Tony Blair: 'Islamism Not Confined to a Few Fanatics,' Warns That Compromise Would Be a 'Fateful Error'

( [email protected] ) Sep 22, 2014 04:13 PM EDT
Tony Blair
Former Prime Minister Tony Blair warns against the dangers of compromise in relation to the Islamic State (Carl Court/AFP/GettyImages)

Former Prime Minister Tony Blair recently emphasized the importance of a strong military response to the Islamic State in Iraq and Syria (ISIS) and proposed tackling Islamism on a broader scale.  

In a lengthy essay published on his Faith Foundation's website entitled 'The Way Ahead', the former prime minister says: "It is clear that there is a fundamental problem with radical Islamism".

"Islamism of course is not the same as Islam," he explains. "The religion of Islam is an Abrahamic religion of compassion and mercy. For centuries it shamed Christendom with its advances in science and social development.

"This is not a clash of civilizations," he continues. "It is a struggle between those who believe in peaceful co-existence for people of all faiths and none; and extremists who would use religion wrongly as a source of violence and conflict. Our enemies are those who would pervert Islam. Our allies are the many Muslims the world over who are the principal victims of such a perversion."

Blair added that governments must "join the dots" between many of the major conflicts in the world, noting that many of them are related to Islamism.

"I say that what is happening in Syria, Iraq, and across the Middle East; and what is happening in Pakistan, Nigeria, Mali, or in parts of Russia or in the Xinjiang province of China or in multiple other parts of the globe, are linked.

"They form different parts of one struggle. They all have their individual aspects. [...] But they have one huge and central element in common: extremism based on an interpretation of Islam which represents a clear ideology that, even if loosely at times, is shared by all these different groups of extremists."

We are in danger, he says, of treating militant Islamism as a "fringe" view, or "a sort of weird cult confined to a few fanatics."

However, this will prevent countries from properly addressing the threat, he warns

"The problem is that we're facing a spectrum of opinion based on a world view which stretches far further into parts of Muslim society. At the furthest end is the fringe. But at the other end are those who may completely oppose some of the things the fringe does and who would never themselves dream of committing acts of violence, but who unfortunately share certain elements of the fanatic's world view."

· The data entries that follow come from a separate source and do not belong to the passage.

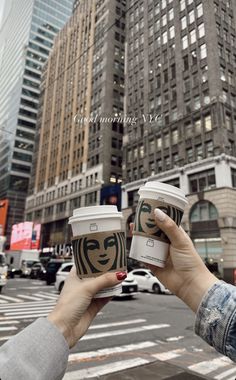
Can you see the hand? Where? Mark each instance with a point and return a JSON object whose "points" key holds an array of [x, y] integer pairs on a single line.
{"points": [[76, 308], [185, 274]]}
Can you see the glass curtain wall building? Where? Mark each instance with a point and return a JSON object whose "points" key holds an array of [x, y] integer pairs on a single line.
{"points": [[27, 33]]}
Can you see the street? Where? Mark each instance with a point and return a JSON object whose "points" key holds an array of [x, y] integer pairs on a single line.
{"points": [[126, 334]]}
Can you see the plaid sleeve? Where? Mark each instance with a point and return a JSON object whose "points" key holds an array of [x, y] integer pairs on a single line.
{"points": [[216, 319]]}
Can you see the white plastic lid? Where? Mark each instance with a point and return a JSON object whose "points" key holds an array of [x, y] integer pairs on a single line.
{"points": [[163, 188], [95, 212]]}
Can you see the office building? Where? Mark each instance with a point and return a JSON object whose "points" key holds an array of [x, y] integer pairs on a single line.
{"points": [[79, 156], [28, 29], [180, 85]]}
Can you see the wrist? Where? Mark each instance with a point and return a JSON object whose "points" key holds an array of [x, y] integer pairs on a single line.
{"points": [[193, 291], [61, 326]]}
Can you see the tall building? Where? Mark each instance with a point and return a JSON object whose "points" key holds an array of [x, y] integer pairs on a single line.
{"points": [[79, 156], [28, 28], [181, 88]]}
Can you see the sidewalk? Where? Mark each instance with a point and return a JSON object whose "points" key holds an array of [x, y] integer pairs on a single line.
{"points": [[154, 371]]}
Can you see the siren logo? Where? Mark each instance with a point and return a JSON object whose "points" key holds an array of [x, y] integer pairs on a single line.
{"points": [[145, 224], [98, 253]]}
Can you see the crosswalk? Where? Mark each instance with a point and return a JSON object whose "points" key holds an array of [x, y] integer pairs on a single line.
{"points": [[110, 357], [173, 350]]}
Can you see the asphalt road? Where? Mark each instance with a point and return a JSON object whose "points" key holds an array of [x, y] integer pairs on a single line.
{"points": [[126, 334]]}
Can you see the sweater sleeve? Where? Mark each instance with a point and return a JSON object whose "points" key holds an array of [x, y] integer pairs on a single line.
{"points": [[216, 318], [38, 352]]}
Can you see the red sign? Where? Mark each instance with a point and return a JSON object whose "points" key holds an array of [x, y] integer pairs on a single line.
{"points": [[3, 215], [25, 236]]}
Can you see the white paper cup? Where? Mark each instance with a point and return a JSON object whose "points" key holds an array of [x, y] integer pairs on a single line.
{"points": [[98, 244], [149, 244]]}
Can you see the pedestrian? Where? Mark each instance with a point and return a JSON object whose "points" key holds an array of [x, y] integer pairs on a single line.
{"points": [[213, 301]]}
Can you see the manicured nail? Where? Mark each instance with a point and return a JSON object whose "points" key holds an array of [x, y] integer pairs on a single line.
{"points": [[121, 275], [160, 215]]}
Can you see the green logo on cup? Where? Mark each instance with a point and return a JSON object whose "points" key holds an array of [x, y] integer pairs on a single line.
{"points": [[99, 253], [145, 224]]}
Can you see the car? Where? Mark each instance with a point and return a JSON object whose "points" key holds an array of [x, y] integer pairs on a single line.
{"points": [[61, 275], [38, 271], [26, 267], [51, 270], [147, 281], [129, 287]]}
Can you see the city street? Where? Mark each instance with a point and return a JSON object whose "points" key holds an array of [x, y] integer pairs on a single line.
{"points": [[126, 334]]}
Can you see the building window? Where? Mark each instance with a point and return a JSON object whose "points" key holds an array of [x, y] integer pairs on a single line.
{"points": [[209, 149], [193, 36], [183, 22], [228, 122], [199, 10], [233, 172], [203, 211], [184, 42], [203, 51], [201, 30], [202, 181]]}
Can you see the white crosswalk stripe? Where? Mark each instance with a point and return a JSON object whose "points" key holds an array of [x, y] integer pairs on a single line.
{"points": [[104, 369]]}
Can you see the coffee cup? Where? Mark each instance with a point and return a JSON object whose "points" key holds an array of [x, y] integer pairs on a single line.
{"points": [[149, 243], [98, 244]]}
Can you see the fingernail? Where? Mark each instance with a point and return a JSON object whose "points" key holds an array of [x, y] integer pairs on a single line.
{"points": [[160, 215], [121, 275]]}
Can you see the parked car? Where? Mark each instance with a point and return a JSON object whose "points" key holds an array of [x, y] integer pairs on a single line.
{"points": [[26, 266], [129, 286], [147, 281], [61, 275], [51, 270], [38, 271]]}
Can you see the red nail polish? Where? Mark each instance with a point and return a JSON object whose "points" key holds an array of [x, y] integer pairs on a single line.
{"points": [[121, 275]]}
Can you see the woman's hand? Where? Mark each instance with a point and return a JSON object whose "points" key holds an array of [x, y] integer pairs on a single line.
{"points": [[76, 308], [185, 274]]}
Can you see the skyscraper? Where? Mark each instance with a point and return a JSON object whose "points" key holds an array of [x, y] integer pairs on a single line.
{"points": [[181, 65], [27, 32], [79, 157]]}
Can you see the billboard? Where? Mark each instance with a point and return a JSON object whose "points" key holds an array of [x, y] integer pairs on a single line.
{"points": [[3, 215], [25, 235]]}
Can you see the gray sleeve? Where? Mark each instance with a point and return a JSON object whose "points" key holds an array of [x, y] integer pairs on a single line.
{"points": [[216, 319], [39, 352]]}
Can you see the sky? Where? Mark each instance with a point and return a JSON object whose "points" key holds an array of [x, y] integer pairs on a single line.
{"points": [[1, 9]]}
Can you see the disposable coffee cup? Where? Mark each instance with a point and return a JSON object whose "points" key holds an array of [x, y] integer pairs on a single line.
{"points": [[98, 244], [149, 243]]}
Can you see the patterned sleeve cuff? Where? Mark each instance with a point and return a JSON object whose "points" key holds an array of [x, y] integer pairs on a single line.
{"points": [[216, 318]]}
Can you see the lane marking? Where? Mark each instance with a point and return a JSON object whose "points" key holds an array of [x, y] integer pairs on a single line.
{"points": [[52, 297], [174, 338], [8, 328], [109, 351], [10, 298], [6, 337], [26, 305], [24, 316], [105, 325], [225, 374], [29, 311], [122, 332], [168, 355], [9, 322], [211, 365], [31, 298], [104, 369]]}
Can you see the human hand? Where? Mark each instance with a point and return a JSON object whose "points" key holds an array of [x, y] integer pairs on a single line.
{"points": [[184, 274], [76, 308]]}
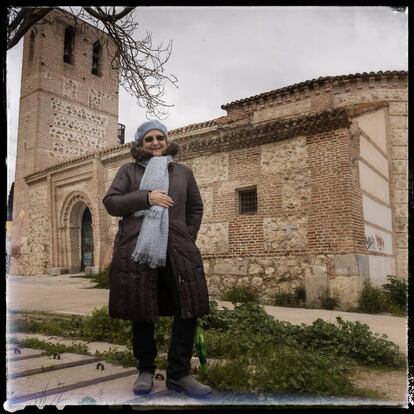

Such elements, he clarifies, include support for replacing secular governance with Islamic law, and an "innately hostile" view of the West.

Blair adds that Islamism is a very dangerous ideology preached to "tens of millions" of Muslims around the world.

"It is the spectrum that helps create the fringe," Blair argues. "A large part of Western policy - and something I remember so well fighting in Government - is based on the belief that we can compromise with the spectrum in the hope of marginalising the fringe. This is a fateful error. All we do is to legitimise the spectrum, which then gives ideological oxygen to the fringe."

The former PM argues that because militants only grow when they are not resisted, the West should consider allowing troops on the ground.

"We have to fight groups like ISIS," he says. "There can be an abundance of diplomacy, all necessary relief of humanitarian suffering, every conceivable statement of condemnation which we can muster, but unless they're accompanied by physical combat, we will mitigate the problem but not overcome it."

However, he does recognise that the broader spectrum of Islamist ideology should not be dealt with in the same way as the fringe (those who endorse militant Islamism). This, Blair says, should be tackled by exposing and opposing Islamist views, as well as engaging those who hold them in debate.

Blair concludes by asserting that non-violent Islamists should not be oppressed, Western powers should respond to their to their views with firm conviction.

"Certainly in our types of society, people are perfectly entitled to hold views that we believe are destructive to our way of life and that we profoundly disagree with. Provided that that they express them within the law, that is their right.

"But it is also our right to point out why they are indeed incompatible with all we hold dear. And it is our duty, if we believe in what we say we do, to take on the argument with vigor and to watch with vigilance to see that Islamism does play by the rules in our own country."